The couple succeeded greatly as nursery proprietors, then as grape growers.

Unparalleled as boosters of the county fair, the Harvest Fair, 4-H and FFA, they made themselves the first couple of Sonoma County agriculture.

“They were the couple people looked to for advice and inspiration. They really made a lot of people’s lives better,” said Pratt.

Mickelson, whose late father, Bob Kunde, was one of Rich Kunde’s four siblings, said her uncle was happy to let Saralee command the spotlight and to do whatever was necessary to help her achieve her aspirations for Sonoma County and local agriculture.

“She was the shining star and he was the one behind her who made it happen,” Mickelson said.

“It’s sad to see the last of that generation,” Mickelson said. With her uncle’s death, the entire third generation of the Kunde family in Sonoma County is now gone.

“I think of him and I smile, because he was a good man,” she said.

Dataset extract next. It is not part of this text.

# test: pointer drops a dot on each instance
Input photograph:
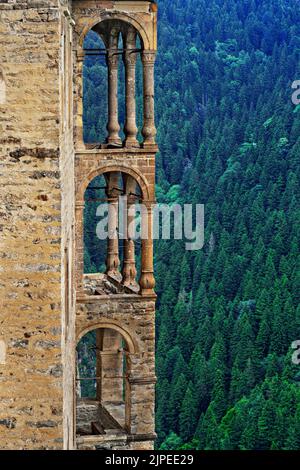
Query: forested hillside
(229, 138)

Rich Kunde received many honors over the years for his leadership and philanthropy. He seemed proudest that, in 2008, he received the Award of Distinction from the College of Agricultural and Environmental Sciences at UC Davis, where he’d earned degrees in viticulture and horticulture.

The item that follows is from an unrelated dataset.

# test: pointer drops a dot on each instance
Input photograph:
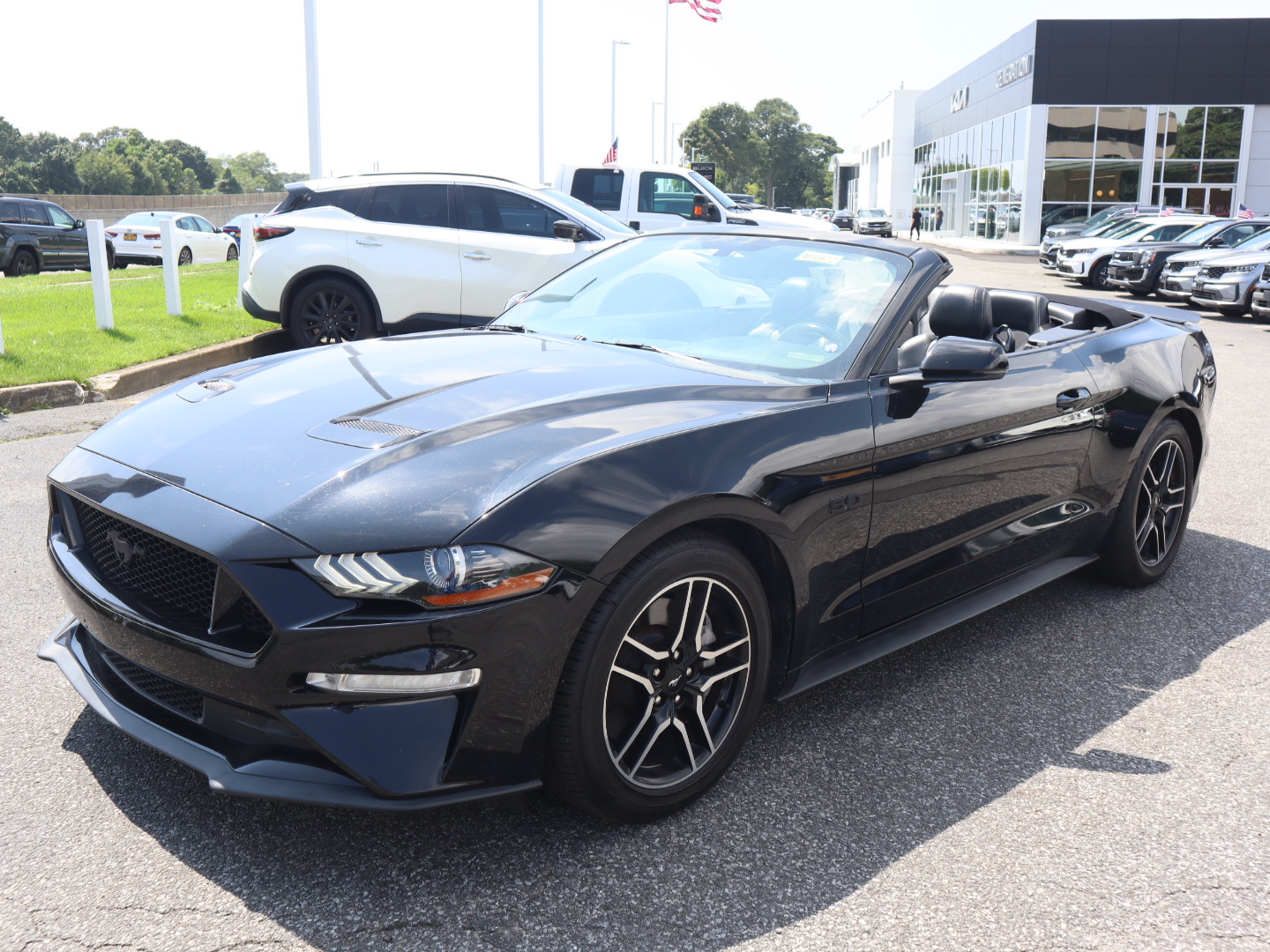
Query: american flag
(705, 9)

Said Tim Tesconi, his friend for 50-plus years and the former Press Democrat farm writer and executive director of the Sonoma County Farm Bureau, “Like food and wine, Richard and Saralee defined Sonoma County agriculture. Over the past half century, they did more than anyone else to elevate Sonoma County agriculture and enhance its future by cultivating the next generation of farmers and community leaders.”

Kunde is survived by his son, Matthew Kunde, and his daughter, Catherine “Catie” Kunde, both of Windsor, and by a granddaughter and many nieces, nephews and cousins.

A celebration of Kunde’s life will be held at 1 p.m. on Feb. 24 at Saralee and Richard’s Barn at the Sonoma County Fairgrounds.

Memorial contributions are suggested to the Sonoma County Fair Foundation/Saralee and Richard’s Barn, 1350 Bennett Valley Road, Santa Rosa 95404, or the Youth Ag & Leadership Foundation of Sonoma County, P.O. Box 1283, Rohnert Park 94927.